I am still busy reading the recently released Mythender roleplaying game. There’s a lot of stuff to digest and I hope to have a review up by next week. In the meantime, I’d like to discuss one particular aspect of the game that I find very cool and could be used to improve other games as well.
Mythender is a pretty crunchy game with some unique mechanics that set it apart from the “traditional” roleplaying game (if there is such a thing as traditional in RPGs). This could present a challenge to the player/GM who wants to understand how the game works before they dive in. Fortunately, the game designer came up with a very elegant solution to that problem. Just after the character creation section, but before the battle section that forms the heart of Mythender (it is a game about ending gods after all), there is a 30-something-pages-long tutorial battle designed to walk both the GM and the players through the basics of the game. I’ve seen some attempts at this in the past (for example, the Alternity fast-play set), but never something as well-scripted and executed as this.

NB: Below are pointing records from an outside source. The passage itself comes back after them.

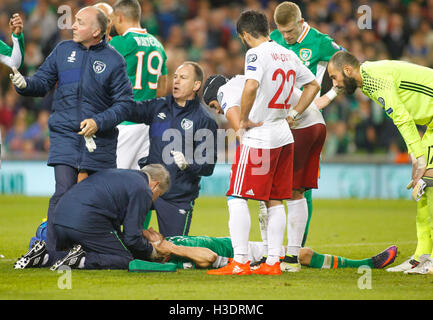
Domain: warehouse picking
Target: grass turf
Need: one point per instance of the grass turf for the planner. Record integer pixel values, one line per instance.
(354, 229)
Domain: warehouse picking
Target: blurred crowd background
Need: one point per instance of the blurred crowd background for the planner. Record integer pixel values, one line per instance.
(205, 31)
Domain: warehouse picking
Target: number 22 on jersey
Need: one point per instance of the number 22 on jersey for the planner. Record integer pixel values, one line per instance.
(279, 74)
(139, 72)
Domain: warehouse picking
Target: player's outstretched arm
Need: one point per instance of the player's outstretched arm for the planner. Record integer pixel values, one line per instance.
(202, 257)
(326, 99)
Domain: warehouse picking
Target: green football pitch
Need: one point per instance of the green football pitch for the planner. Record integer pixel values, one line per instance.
(354, 229)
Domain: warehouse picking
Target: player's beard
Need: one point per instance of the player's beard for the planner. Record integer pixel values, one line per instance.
(350, 84)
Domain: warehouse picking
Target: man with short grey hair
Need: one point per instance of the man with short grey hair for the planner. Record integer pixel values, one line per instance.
(92, 82)
(88, 219)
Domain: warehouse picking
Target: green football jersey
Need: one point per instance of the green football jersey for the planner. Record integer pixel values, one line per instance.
(13, 57)
(314, 49)
(222, 246)
(405, 91)
(145, 61)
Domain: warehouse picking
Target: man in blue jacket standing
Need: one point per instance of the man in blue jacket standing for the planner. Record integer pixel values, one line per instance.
(88, 219)
(92, 82)
(183, 137)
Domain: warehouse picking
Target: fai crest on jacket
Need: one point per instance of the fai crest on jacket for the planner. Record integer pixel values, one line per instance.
(186, 124)
(98, 66)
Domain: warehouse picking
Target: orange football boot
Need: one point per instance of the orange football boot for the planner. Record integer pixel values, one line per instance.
(265, 268)
(232, 268)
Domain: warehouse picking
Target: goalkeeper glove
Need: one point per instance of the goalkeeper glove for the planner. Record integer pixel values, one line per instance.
(18, 79)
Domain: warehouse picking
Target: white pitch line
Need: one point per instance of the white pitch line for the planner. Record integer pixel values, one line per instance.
(366, 244)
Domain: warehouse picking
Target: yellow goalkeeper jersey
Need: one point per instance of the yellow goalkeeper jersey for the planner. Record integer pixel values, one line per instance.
(405, 91)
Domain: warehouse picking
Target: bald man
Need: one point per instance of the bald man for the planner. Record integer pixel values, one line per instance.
(91, 82)
(108, 10)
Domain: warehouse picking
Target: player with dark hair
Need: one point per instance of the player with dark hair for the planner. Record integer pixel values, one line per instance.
(405, 91)
(88, 220)
(314, 49)
(264, 161)
(183, 137)
(147, 70)
(215, 252)
(224, 96)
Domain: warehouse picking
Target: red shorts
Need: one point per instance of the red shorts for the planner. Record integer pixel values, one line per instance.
(308, 146)
(262, 174)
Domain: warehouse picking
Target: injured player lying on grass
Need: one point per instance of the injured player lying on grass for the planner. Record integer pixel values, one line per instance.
(189, 252)
(214, 252)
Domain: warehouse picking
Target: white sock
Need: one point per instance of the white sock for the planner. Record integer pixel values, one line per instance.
(276, 227)
(239, 226)
(297, 216)
(263, 223)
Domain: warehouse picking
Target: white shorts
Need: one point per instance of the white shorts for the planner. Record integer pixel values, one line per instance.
(132, 145)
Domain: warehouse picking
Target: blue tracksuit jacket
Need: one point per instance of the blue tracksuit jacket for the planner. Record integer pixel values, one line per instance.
(106, 200)
(91, 83)
(190, 129)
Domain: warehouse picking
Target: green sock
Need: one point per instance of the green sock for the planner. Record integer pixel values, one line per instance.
(147, 220)
(327, 261)
(309, 197)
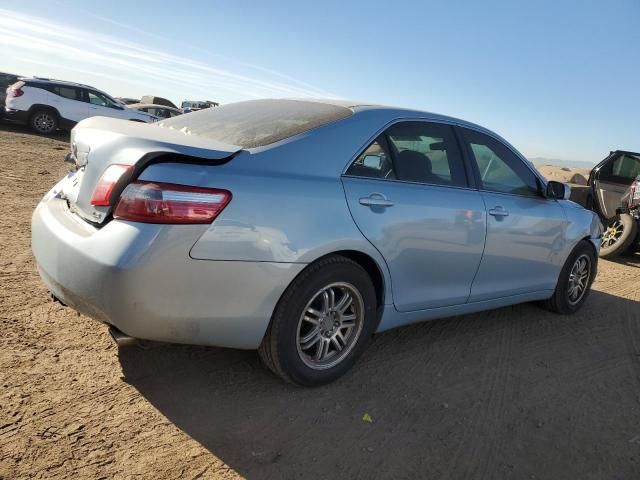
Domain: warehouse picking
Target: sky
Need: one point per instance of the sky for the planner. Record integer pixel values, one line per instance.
(558, 79)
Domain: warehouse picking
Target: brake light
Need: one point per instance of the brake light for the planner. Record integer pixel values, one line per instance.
(107, 183)
(14, 92)
(151, 202)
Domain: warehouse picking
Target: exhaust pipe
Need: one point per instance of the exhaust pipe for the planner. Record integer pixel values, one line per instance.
(121, 338)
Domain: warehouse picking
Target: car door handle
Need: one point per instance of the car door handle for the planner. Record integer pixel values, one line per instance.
(376, 200)
(498, 212)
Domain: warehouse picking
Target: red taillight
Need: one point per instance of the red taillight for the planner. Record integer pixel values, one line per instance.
(151, 202)
(14, 92)
(106, 184)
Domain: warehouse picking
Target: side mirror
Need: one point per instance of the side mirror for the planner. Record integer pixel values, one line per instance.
(372, 161)
(558, 190)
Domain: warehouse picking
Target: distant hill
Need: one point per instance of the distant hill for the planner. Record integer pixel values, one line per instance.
(538, 161)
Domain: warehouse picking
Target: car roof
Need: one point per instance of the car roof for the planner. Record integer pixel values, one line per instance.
(152, 105)
(399, 112)
(57, 82)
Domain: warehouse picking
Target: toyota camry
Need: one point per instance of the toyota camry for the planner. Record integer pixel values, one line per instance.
(302, 227)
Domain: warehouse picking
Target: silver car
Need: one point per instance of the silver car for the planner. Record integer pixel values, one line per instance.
(301, 228)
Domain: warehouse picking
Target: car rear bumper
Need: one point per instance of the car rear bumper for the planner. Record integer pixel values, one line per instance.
(140, 279)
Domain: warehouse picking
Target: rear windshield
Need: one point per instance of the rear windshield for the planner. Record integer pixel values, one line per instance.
(257, 122)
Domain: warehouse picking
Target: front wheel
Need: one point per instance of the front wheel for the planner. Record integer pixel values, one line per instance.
(322, 323)
(574, 282)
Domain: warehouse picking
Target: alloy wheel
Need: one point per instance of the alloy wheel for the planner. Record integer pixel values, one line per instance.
(612, 234)
(44, 122)
(330, 326)
(579, 279)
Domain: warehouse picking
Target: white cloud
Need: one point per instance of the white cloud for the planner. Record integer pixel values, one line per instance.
(92, 54)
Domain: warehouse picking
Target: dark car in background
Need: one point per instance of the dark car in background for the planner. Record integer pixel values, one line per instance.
(153, 100)
(614, 195)
(6, 80)
(160, 111)
(195, 105)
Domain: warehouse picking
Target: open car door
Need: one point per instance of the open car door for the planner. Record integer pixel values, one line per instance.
(611, 179)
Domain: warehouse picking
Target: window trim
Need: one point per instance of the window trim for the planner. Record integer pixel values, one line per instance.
(456, 125)
(382, 133)
(476, 173)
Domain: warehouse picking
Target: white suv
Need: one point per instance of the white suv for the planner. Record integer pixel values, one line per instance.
(46, 105)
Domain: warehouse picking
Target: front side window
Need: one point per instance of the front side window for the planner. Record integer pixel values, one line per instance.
(500, 170)
(626, 166)
(418, 152)
(66, 92)
(374, 162)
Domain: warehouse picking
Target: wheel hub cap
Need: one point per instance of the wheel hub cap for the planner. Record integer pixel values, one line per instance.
(579, 279)
(330, 325)
(612, 234)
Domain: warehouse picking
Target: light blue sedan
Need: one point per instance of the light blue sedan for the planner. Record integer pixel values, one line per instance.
(301, 228)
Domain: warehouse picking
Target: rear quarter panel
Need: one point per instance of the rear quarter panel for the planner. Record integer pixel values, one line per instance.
(288, 201)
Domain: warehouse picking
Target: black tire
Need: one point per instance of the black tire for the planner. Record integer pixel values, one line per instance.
(619, 236)
(43, 121)
(281, 349)
(561, 302)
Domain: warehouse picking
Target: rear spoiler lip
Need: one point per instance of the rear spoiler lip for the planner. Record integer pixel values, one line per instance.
(152, 158)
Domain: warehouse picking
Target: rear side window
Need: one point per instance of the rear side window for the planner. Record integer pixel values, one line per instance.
(418, 152)
(256, 123)
(500, 170)
(66, 92)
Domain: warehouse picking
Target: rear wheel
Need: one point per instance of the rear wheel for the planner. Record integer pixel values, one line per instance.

When I bought a video game back in the 90s, I expected to do some heavy studying before I could actually get to play. In those days, most games came with quite hefty manuals explaining the interface, controls and concepts of the game, unless it was something very simple such as a shooter. Today, on the other hand, I expect to be able to just put the disc in and play the game with very little prep in advance. This is because most games, whether shooters, action adventures or RPGs, will spend the first 10-20 minutes presenting a sort of in-game tutorial. During those first scenes, the game will introduce simple challenges designed to teach you how to play: Here’s how to walk around. Oh look, a chasm! By the way, here’s how to jump over it. How about that goblin at the other side? Press this and that to swing your sword. You get the idea. This is a pretty standard routine to most video games today.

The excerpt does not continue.